Petitioner advances two arguments in support of his motion.
Petitioner’s first contention is that because he did not receive
cash or other property when he allegedly became obligated for the
related items, he was not enriched by the forgiveness of the
4
Petitioner also contends that he did not realize discharge
of indebtedness income with respect to the principal amount of
the loan; however, petitioner does not seek summary judgment with
respect to that amount.
- 7 -
obligation. Secondly, petitioner argues in the alternative that
payment of the related items would have given rise to a deduction
as ordinary and necessary business expenses of his horse breeding
and training activity.
I. Whether forgiveness of the related items could give rise to
discharge of indebtedness income
Section 61(a)(12) provides that gross income includes income
from the discharge of indebtedness. The amount of income
includable generally is the difference between the face value of
the debt and the amount paid in satisfaction of the debt. Babin
v. Commissioner, 23 F.3d 1032, 1034 (6th Cir. 1994), affg. T.C.
Memo. 1992-673. The underlying rationale for such inclusion is
that, to the extent a taxpayer is released from indebtedness, the
taxpayer realizes an accession to income due to the freeing of
assets previously offset by the liability. See United States v.

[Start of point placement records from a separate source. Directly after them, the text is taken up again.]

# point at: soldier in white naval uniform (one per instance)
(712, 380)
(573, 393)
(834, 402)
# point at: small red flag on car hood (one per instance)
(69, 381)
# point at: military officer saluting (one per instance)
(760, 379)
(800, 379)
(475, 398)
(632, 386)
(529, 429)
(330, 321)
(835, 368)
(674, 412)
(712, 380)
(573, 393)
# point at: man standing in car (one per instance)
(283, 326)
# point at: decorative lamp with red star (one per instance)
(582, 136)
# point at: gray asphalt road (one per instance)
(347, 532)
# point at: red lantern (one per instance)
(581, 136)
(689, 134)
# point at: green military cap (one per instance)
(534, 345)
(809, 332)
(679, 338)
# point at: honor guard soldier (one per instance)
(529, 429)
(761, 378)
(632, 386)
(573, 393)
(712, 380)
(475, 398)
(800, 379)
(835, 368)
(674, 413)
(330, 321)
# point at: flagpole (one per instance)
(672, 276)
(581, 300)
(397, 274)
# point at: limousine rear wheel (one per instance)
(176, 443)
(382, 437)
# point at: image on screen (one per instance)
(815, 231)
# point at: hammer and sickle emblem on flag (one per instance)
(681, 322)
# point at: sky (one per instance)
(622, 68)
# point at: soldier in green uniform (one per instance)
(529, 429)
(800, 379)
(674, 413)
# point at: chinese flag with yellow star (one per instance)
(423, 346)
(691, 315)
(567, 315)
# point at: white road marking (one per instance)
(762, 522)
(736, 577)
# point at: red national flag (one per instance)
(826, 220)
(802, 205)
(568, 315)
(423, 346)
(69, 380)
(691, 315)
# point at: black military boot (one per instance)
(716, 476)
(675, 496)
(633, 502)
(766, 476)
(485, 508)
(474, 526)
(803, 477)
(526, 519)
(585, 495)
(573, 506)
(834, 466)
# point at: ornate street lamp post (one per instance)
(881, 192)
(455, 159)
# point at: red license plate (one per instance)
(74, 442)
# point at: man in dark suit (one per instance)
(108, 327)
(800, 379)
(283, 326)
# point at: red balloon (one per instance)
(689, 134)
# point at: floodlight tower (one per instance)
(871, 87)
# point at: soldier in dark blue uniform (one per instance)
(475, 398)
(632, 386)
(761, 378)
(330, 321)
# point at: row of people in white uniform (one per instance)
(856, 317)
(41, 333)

Kirby Lumber Co., 284 U.S. 1, 3 (1931); Jelle v. Commissioner,
116 T.C. 63, 67 (2001).
Petitioner contends that the Kirby Lumber Co. rationale does
not apply to the related items because he did not receive cash or
other property when he incurred a liability for such items.
Petitioner argues that the forgiveness of the obligation
therefore did not result in a freeing of assets. We disagree.
A taxpayer may realize income upon the discharge of an
obligation even though the taxpayer has not directly received
cash or other property. In Old Colony Trust Co. v. Commissioner,
- 8 -
279 U.S. 716 (1929), for example, an employer paid an employee’s
State and Federal income tax liabilities. The payment
constituted income because “The discharge by a third person of an
obligation to * * * [a taxpayer] is equivalent to receipt by the
person taxed.” Id. at 729. In Harris v. Commissioner, T.C.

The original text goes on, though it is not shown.